By order of the Board
Panorama International Holdings Limited
Chin Wai Keung, Richard
Director

Hong Kong, 29 November 2006

Registered office:
P.O. Box 309
Ugland House
South Church Street
George Town
Grand Cayman
Cayman Islands
British West Indies

Head office and principal place of
business in Hong Kong:
8th Floor, Mita Centre
552-566 Castle Peak Road
Kwai Chung
New Territories
Hong Kong

Notes:

  1. A member entitled to attend and vote at the EGM is entitled to appoint one or more proxy to attend and, subject to the provisions of the Articles, to vote on his behalf. A proxy need not be a member of the Company but must be present in person at the EGM to represent the member. If more than one proxy is so appointed, the appointment shall specify the number and class of shares in respect of which each such proxy is so appointed.
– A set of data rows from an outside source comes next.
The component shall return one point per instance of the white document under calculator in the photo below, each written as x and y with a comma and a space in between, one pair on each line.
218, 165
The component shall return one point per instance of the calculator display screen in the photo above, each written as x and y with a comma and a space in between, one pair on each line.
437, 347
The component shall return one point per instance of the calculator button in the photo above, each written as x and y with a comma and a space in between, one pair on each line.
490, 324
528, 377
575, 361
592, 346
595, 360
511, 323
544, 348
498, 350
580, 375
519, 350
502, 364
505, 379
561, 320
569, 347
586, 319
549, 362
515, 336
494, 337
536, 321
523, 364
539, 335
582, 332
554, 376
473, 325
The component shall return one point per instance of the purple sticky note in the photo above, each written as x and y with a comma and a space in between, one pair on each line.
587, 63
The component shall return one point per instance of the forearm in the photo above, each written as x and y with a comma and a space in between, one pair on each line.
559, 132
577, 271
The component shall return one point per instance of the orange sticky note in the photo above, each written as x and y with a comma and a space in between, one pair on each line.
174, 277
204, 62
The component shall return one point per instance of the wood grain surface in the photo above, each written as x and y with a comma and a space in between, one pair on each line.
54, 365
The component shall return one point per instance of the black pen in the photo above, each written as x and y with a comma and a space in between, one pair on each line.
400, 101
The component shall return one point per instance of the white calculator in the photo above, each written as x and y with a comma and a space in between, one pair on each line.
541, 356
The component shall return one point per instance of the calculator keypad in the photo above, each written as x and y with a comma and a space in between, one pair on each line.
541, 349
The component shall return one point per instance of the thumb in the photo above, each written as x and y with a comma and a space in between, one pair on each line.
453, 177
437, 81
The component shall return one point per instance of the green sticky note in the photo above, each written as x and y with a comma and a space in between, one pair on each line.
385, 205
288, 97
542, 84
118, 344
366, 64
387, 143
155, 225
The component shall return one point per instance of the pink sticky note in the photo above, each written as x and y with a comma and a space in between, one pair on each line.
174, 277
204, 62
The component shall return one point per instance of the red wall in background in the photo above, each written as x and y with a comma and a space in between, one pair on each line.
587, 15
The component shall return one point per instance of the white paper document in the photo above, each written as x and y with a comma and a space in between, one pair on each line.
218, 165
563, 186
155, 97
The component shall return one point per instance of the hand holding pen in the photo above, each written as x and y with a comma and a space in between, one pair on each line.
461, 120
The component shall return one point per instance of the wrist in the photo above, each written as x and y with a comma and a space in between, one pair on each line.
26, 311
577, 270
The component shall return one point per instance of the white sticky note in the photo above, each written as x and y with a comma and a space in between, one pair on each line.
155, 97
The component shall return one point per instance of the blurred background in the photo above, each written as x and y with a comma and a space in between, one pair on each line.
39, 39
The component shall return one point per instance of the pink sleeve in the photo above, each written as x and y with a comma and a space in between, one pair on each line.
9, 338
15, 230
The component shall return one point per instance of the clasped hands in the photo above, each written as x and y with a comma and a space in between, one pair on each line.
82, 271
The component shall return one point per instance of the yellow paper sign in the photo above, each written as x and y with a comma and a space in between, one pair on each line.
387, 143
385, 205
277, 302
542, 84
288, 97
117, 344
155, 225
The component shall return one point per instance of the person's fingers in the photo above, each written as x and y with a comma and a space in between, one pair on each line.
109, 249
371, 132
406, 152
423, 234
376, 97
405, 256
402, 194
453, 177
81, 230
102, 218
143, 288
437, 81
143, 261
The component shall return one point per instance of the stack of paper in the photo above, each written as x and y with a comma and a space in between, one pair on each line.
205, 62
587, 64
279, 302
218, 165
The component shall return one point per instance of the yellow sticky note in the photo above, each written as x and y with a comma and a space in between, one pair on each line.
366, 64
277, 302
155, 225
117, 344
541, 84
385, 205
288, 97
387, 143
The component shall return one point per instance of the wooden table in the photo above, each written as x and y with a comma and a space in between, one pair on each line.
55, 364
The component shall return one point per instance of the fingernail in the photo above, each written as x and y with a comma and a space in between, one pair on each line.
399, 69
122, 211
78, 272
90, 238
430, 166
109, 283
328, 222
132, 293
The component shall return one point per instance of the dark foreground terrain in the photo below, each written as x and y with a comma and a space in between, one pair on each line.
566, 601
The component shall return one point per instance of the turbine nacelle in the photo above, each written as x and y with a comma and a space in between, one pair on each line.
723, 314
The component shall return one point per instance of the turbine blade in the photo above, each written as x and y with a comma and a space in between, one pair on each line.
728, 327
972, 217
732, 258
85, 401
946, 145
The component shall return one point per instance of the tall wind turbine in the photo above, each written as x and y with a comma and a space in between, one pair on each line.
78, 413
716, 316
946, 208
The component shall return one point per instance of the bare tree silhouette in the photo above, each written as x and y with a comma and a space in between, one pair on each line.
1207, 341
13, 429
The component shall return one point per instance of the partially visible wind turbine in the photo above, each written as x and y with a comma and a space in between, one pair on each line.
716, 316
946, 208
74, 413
  2. A form of proxy for use at the EGM is enclosed. In order to be valid, the form of proxy must be duly completed and signed in accordance with the instructions printed thereon and deposited together with a power of attorney or other authority, if any, under which it is signed, or a certified copy of such power or authority, at the Company’s branch share registrar and transfer office in Hong Kong, Tengis Limited at 26th Floor, Tesbury Centre, 28 Queen’s Road East, Wanchai, Hong Kong not less than 48 hours before the time appointed for holding the EGM or any adjournment thereof. Completion and return of a form of proxy will not preclude a member from attending in person and voting at the EGM or any adjournment thereof, should he so wish.


NOTICE OF EGM

  1. In the case of joint holders of shares, any one of such holders may vote at the EGM, either personally or by proxy, in respect of such share as if he was solely entitled thereto, but if more than one of such joint holder are present at the EGM personally or by proxy, that one of the said persons so present whose name stands first on the register of members of the Company in respect of such shares shall alone be entitled to vote in respect thereof.

  2. The memorandum and articles of association of the Company are written in English. There is no official Chinese translation in respect thereof. Therefore, the Chinese version of proposed resolution nos. 2 and 3 above on amendments of the memorandum and articles of association of the Company is purely a translation only. Should there be any discrepancy, the English version shall prevail.